Le débat sur l’avenir de l’école

Présentation
Le texte que vous allez pouvoir lire est le compte rendu de la réunion publique qui s’est tenue à Meylan dans les locaux du lycée du Grésivaudan le 10 décembre 2003. Plus de 250 personnes étaient présentes à ce débat présidé par M. Palenciano, inspecteur d’académie, et Mme Marie Christine Tardy, maire de Meylan. Comme souhaité par M. Luc Ferry, ministre de l’éducation nationale, il était animé par une société extérieure, New Deal, représentée par M. Locatelli.
Ce rapport a pour ambition de rendre compte de tout ce qui s’est dit au cours de ce débat et rien que ce qui s’est dit. Il fait donc état d’un grand nombre de remarques, de questionnements et parfois de réponses ou de propositions de solutions. Il ne présente pas les débats de façon linéaire et chronologique mais de façon synthétique. Dans la mesure du possible, nous avons fait en sorte d’utiliser une terminologie qui serait la plus proche possible de celle réellement employée par les intervenants lors de cette soirée.
Le sujet choisi parmi les 22 proposés par le ministère dans sa présentation de cette action nationale portait sur les trois missions traditionnelles de l’école : l’éducation, la formation et l’instruction.

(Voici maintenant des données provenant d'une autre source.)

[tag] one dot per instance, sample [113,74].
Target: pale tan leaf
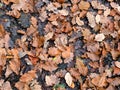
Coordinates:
[63,12]
[99,37]
[51,80]
[27,77]
[117,64]
[79,22]
[84,5]
[91,19]
[69,80]
[81,67]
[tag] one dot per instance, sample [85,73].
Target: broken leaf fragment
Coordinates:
[84,5]
[99,37]
[79,22]
[51,80]
[117,64]
[69,80]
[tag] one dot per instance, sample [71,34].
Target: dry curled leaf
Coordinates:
[79,22]
[8,1]
[84,5]
[48,66]
[27,77]
[99,81]
[54,51]
[51,80]
[91,19]
[81,67]
[63,12]
[2,31]
[25,5]
[97,18]
[93,56]
[117,64]
[15,13]
[99,37]
[97,5]
[69,80]
[6,86]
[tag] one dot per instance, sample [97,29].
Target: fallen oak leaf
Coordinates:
[53,51]
[51,80]
[91,19]
[15,13]
[63,12]
[93,56]
[79,22]
[81,67]
[99,37]
[100,81]
[69,80]
[117,64]
[27,77]
[84,5]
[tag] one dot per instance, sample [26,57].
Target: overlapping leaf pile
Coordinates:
[59,44]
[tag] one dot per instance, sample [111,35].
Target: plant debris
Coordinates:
[59,45]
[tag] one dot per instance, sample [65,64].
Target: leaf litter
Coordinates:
[59,44]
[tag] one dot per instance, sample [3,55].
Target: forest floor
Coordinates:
[59,45]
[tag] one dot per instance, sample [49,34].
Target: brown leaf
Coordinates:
[74,8]
[114,81]
[8,71]
[66,27]
[116,71]
[20,85]
[115,53]
[91,19]
[2,31]
[8,1]
[94,64]
[35,85]
[24,5]
[51,80]
[93,56]
[27,77]
[38,41]
[110,87]
[97,5]
[48,66]
[61,1]
[3,54]
[63,12]
[69,80]
[61,41]
[99,37]
[84,5]
[117,64]
[74,72]
[67,53]
[15,13]
[33,59]
[6,86]
[83,13]
[100,81]
[79,22]
[106,12]
[81,67]
[53,51]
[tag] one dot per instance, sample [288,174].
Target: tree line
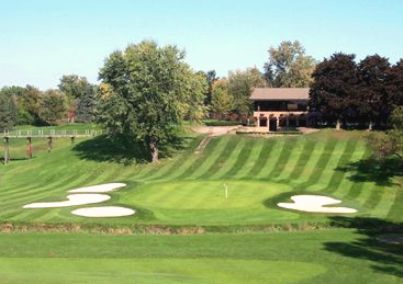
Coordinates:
[146,91]
[364,93]
[73,100]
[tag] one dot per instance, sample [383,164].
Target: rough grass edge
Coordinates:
[8,227]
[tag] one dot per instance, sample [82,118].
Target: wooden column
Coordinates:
[268,123]
[29,148]
[6,150]
[50,144]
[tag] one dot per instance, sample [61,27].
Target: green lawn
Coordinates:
[189,188]
[298,257]
[186,190]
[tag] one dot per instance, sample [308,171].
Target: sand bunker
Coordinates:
[101,188]
[105,211]
[315,204]
[73,200]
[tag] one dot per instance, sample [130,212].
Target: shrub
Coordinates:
[214,122]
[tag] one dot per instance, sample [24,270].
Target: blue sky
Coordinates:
[42,40]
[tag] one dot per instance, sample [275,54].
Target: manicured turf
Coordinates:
[186,191]
[299,257]
[189,188]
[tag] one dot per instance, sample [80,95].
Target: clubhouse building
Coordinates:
[280,107]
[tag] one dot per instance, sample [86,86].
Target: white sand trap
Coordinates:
[101,188]
[315,204]
[73,200]
[105,211]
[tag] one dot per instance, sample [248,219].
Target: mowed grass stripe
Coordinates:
[221,157]
[385,204]
[172,165]
[283,159]
[320,165]
[294,157]
[395,211]
[331,166]
[272,159]
[303,158]
[231,159]
[251,160]
[338,175]
[242,158]
[310,165]
[204,159]
[262,159]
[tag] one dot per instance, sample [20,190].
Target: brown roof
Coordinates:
[275,94]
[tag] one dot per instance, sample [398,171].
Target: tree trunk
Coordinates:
[370,125]
[338,125]
[153,149]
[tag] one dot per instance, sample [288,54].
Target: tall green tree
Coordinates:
[240,86]
[80,97]
[17,93]
[197,87]
[29,105]
[374,101]
[334,90]
[150,85]
[8,111]
[53,107]
[289,66]
[395,83]
[211,77]
[222,101]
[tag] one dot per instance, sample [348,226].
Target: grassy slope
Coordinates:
[299,257]
[188,190]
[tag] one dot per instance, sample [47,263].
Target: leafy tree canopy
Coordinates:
[147,90]
[288,66]
[240,86]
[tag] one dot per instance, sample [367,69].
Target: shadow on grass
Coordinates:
[124,150]
[376,243]
[372,170]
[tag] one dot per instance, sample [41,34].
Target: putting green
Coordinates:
[204,194]
[171,270]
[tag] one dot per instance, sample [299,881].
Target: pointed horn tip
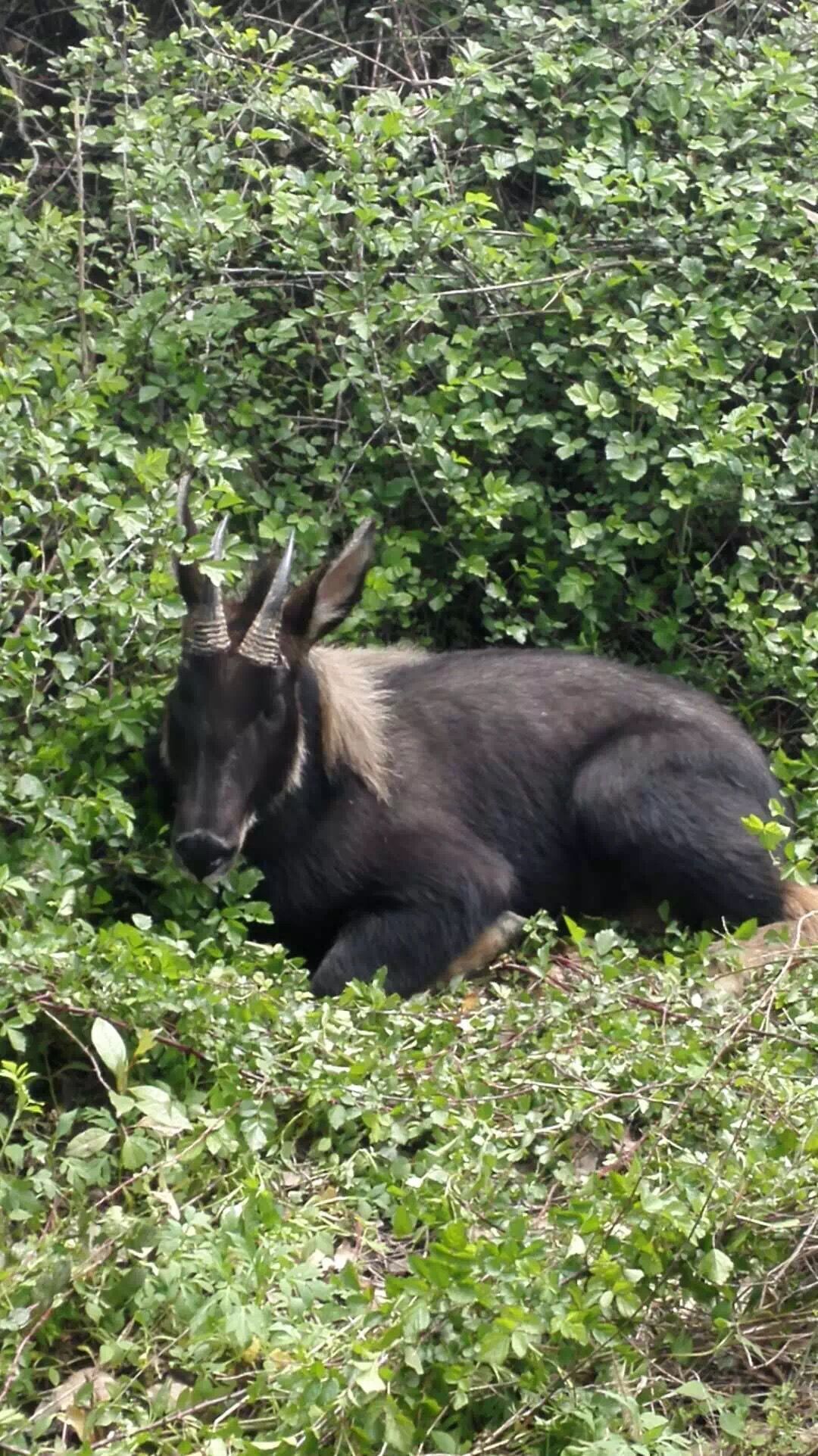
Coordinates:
[183,497]
[217,545]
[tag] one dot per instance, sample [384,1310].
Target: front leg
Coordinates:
[432,906]
[417,945]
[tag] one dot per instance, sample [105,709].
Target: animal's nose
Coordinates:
[204,853]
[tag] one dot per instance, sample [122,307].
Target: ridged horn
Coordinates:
[261,643]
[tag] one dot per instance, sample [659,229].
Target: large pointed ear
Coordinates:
[325,599]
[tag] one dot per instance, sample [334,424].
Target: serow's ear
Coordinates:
[325,599]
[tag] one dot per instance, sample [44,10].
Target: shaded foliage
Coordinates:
[536,288]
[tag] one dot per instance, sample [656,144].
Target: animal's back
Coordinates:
[500,738]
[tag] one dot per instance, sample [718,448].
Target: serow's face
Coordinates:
[232,740]
[232,747]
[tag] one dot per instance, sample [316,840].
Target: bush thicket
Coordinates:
[536,287]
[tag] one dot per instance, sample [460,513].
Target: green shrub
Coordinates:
[535,287]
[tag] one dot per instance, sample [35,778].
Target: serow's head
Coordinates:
[232,737]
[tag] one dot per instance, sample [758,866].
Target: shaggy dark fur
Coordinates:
[517,781]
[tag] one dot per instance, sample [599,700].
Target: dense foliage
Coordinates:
[536,287]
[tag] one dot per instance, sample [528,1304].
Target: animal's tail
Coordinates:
[801,905]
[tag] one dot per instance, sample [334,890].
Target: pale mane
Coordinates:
[355,708]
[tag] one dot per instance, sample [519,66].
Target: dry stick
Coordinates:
[44,999]
[85,353]
[18,1355]
[36,600]
[164,1420]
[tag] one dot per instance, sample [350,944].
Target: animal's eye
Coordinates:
[274,712]
[184,694]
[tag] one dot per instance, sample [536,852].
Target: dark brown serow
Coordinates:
[408,809]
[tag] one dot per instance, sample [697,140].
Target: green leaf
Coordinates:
[111,1050]
[717,1267]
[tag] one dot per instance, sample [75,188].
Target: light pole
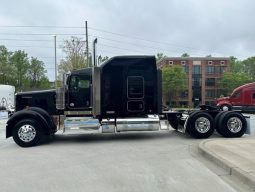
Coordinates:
[55,51]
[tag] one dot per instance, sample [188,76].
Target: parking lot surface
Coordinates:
[155,161]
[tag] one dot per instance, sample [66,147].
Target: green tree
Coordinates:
[20,63]
[5,67]
[102,59]
[249,67]
[174,82]
[160,56]
[236,66]
[231,80]
[75,55]
[36,73]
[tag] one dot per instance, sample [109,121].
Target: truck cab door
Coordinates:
[253,98]
[79,92]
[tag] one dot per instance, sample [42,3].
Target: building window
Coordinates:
[210,82]
[183,62]
[184,94]
[210,69]
[223,69]
[196,69]
[196,81]
[209,93]
[209,62]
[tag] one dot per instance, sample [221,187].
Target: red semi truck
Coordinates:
[242,98]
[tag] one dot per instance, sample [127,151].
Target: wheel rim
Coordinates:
[234,124]
[202,125]
[26,133]
[225,108]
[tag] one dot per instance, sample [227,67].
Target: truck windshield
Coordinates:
[235,95]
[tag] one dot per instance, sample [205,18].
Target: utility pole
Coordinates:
[55,48]
[87,43]
[94,52]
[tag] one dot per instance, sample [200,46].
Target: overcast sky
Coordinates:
[198,27]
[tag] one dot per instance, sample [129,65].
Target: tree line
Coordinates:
[25,73]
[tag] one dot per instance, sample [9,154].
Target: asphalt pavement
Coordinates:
[154,161]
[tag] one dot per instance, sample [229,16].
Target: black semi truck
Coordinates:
[122,94]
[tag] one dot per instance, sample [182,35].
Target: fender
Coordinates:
[46,116]
[26,114]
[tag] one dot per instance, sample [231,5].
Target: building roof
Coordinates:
[194,58]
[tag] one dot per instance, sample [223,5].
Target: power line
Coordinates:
[43,34]
[40,26]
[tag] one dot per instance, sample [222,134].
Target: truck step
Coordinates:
[81,123]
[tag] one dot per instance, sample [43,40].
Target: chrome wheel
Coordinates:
[234,124]
[26,133]
[202,125]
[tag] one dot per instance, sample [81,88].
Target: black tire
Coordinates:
[28,140]
[232,124]
[47,117]
[200,125]
[217,120]
[225,107]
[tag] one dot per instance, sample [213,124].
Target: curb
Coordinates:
[231,169]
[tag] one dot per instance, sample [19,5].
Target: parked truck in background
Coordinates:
[241,99]
[122,94]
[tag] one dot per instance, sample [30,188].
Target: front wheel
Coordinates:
[232,124]
[27,133]
[200,125]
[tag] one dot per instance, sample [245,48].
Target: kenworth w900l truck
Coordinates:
[122,94]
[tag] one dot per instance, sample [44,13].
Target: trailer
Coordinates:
[122,94]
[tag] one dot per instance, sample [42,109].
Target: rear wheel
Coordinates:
[225,107]
[217,120]
[200,125]
[232,124]
[27,133]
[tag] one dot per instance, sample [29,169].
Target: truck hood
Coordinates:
[222,99]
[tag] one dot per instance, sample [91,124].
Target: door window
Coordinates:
[135,87]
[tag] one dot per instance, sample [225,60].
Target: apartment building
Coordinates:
[203,74]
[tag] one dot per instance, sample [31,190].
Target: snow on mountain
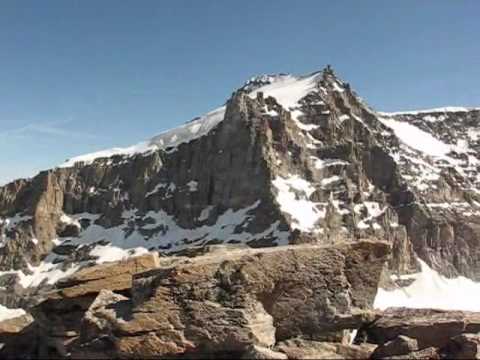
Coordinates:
[451,109]
[417,138]
[429,289]
[286,89]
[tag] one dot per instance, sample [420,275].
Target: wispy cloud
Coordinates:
[53,128]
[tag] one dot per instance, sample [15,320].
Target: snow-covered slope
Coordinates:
[286,89]
[288,158]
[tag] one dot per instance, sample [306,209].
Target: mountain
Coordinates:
[287,160]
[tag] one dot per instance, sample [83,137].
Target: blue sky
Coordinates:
[80,76]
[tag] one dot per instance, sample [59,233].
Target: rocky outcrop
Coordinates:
[424,334]
[227,303]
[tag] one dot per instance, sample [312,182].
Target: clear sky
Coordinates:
[80,76]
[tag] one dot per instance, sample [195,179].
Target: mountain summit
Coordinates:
[287,160]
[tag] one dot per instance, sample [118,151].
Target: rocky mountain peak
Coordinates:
[287,160]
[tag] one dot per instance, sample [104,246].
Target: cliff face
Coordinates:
[286,161]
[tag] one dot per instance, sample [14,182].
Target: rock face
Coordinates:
[424,334]
[287,160]
[228,303]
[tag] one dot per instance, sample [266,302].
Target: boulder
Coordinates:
[226,303]
[431,328]
[256,352]
[115,276]
[465,346]
[307,349]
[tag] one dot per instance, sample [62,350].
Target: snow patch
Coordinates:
[293,198]
[417,138]
[432,290]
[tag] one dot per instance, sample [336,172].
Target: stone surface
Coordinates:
[116,276]
[220,303]
[359,175]
[464,346]
[431,328]
[307,349]
[261,353]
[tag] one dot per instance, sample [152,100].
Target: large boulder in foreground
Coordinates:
[225,304]
[429,327]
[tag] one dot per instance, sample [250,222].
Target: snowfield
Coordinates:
[432,290]
[287,89]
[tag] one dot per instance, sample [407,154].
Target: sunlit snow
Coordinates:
[432,290]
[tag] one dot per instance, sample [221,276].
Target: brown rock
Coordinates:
[262,353]
[114,276]
[465,346]
[431,328]
[228,302]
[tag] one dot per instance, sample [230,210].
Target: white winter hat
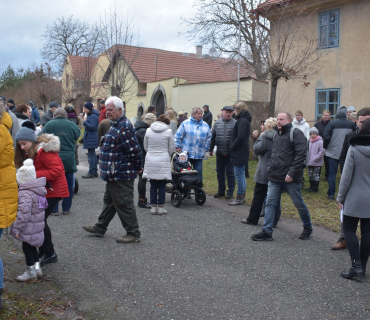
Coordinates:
[26,173]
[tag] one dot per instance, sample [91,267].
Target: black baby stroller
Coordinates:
[182,182]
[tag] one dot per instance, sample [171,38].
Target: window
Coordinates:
[327,99]
[329,28]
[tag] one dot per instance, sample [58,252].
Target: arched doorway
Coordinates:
[159,100]
[140,111]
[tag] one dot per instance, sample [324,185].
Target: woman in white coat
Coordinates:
[159,146]
[300,123]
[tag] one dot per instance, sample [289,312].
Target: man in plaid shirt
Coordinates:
[194,136]
[120,160]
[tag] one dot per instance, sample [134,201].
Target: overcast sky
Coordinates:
[23,23]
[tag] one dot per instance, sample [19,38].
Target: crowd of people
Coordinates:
[38,161]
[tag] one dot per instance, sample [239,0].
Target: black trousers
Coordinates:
[47,233]
[356,251]
[30,253]
[259,196]
[326,163]
[223,165]
[141,186]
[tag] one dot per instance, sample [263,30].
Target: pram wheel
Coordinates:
[200,196]
[176,198]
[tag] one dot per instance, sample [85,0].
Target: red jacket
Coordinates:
[49,165]
[103,113]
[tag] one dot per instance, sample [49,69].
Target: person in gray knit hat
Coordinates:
[315,159]
[334,135]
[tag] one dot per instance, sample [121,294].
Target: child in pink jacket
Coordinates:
[315,159]
[29,226]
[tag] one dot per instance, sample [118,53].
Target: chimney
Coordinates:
[199,51]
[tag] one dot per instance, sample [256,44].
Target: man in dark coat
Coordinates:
[285,172]
[140,130]
[239,149]
[333,142]
[68,133]
[362,115]
[90,138]
[221,134]
[207,116]
[321,126]
[49,114]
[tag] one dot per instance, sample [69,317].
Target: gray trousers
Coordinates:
[119,198]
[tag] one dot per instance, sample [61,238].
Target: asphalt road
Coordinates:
[198,262]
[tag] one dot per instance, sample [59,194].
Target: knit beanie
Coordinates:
[342,109]
[53,105]
[26,173]
[150,118]
[89,106]
[26,132]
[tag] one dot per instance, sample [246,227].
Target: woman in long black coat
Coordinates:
[239,149]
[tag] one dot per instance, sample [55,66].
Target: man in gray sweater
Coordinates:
[221,134]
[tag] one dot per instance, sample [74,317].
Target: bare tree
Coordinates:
[216,25]
[120,42]
[78,87]
[294,50]
[69,36]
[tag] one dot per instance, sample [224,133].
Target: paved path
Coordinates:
[198,262]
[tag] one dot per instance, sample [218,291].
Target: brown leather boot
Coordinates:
[340,245]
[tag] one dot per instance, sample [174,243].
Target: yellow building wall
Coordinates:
[345,67]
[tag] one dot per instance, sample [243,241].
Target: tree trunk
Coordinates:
[273,96]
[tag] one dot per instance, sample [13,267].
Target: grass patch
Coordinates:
[323,211]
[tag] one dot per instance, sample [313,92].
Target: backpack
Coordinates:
[291,138]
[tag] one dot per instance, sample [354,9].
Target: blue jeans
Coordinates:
[273,200]
[333,169]
[158,192]
[67,202]
[93,162]
[1,267]
[197,165]
[240,178]
[223,165]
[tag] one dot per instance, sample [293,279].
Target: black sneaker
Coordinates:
[219,194]
[91,229]
[229,196]
[306,234]
[262,236]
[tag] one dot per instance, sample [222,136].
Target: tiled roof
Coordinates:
[150,65]
[82,67]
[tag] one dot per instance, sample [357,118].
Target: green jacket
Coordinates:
[68,133]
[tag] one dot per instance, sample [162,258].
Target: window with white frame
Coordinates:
[329,29]
[327,99]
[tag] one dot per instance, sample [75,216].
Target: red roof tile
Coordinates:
[82,67]
[150,65]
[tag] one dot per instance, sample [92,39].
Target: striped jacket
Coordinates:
[194,137]
[120,155]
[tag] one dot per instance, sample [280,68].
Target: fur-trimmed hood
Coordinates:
[49,142]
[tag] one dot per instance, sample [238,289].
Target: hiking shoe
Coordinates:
[89,176]
[229,196]
[245,221]
[92,229]
[306,234]
[262,236]
[340,245]
[219,194]
[128,239]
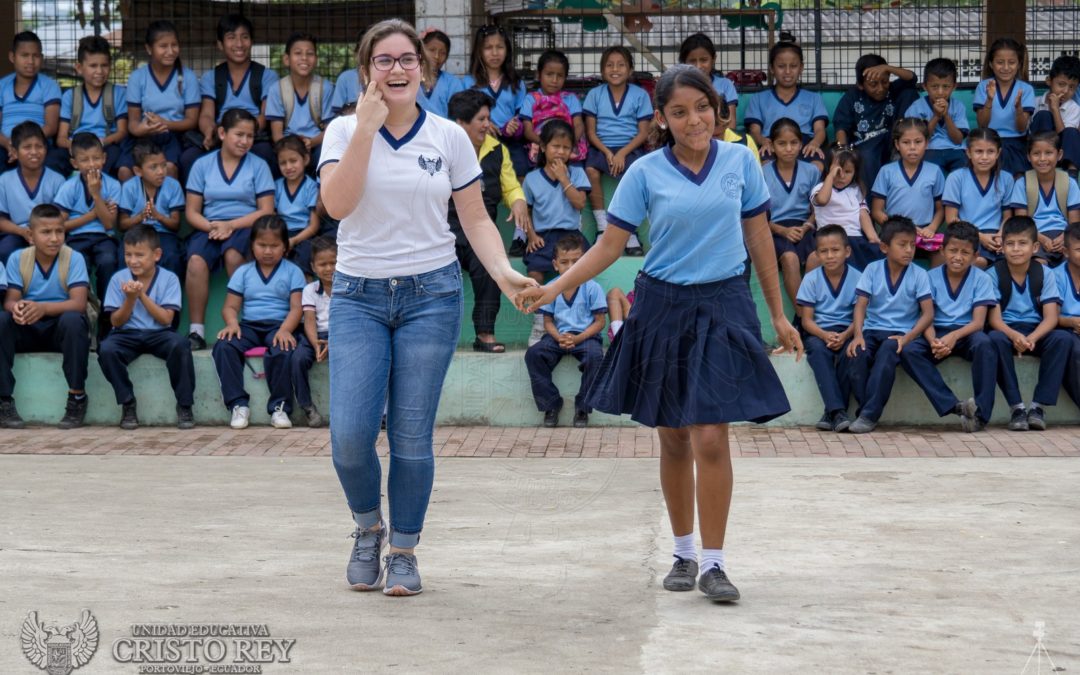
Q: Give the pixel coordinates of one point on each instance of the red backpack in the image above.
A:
(552, 106)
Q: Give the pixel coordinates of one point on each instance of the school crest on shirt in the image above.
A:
(431, 164)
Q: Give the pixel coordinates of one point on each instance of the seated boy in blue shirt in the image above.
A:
(825, 299)
(44, 310)
(962, 296)
(95, 106)
(90, 200)
(893, 309)
(26, 95)
(572, 325)
(1068, 282)
(142, 301)
(1025, 322)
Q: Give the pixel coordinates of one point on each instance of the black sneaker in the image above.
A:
(1018, 420)
(716, 586)
(580, 419)
(75, 412)
(185, 418)
(683, 576)
(840, 421)
(825, 423)
(1036, 419)
(129, 419)
(9, 416)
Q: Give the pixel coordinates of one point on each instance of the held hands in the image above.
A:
(27, 312)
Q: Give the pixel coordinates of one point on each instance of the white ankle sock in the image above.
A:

L’objectif était d’examiner la façon dont elle assume aujourd’hui ces trois missions et s’il convenait de les redéfinir compte tenu de l’évolution de nos sociétés.
A la question : de quelle école allons-nous parler ? Il a été répondu que la réflexion porterait sur l’ensemble du système scolaire français, incluant donc tous les degrés de l’enseignement du primaire à l’universitaire, qu’il s’agisse de l’enseignement général ou de l’enseignement professionnel.

Plan
L’ordre de présentation suit un ordre logique allant du général au particulier, en l’occurrence de la société dans son ensemble aux enfants au sein de l’école. Tout à tour seront évoqués dans leur rapport d’implication le cadre sociétal de la réflexion, notamment concernant les valeurs et les moyens (1). Suivront l’énumération des missions de l’école en fonction des valeurs qu’elle est sensée défendre (2) puis le contenu et les méthodes de l’enseignement (3) dans lesquels elles viennent se concrétiser. Seront alors abordées un certain nombre de questions portants sur les trois acteurs principaux du système éducatif français : les parents (4), les enseignants (5) et les élèves (6).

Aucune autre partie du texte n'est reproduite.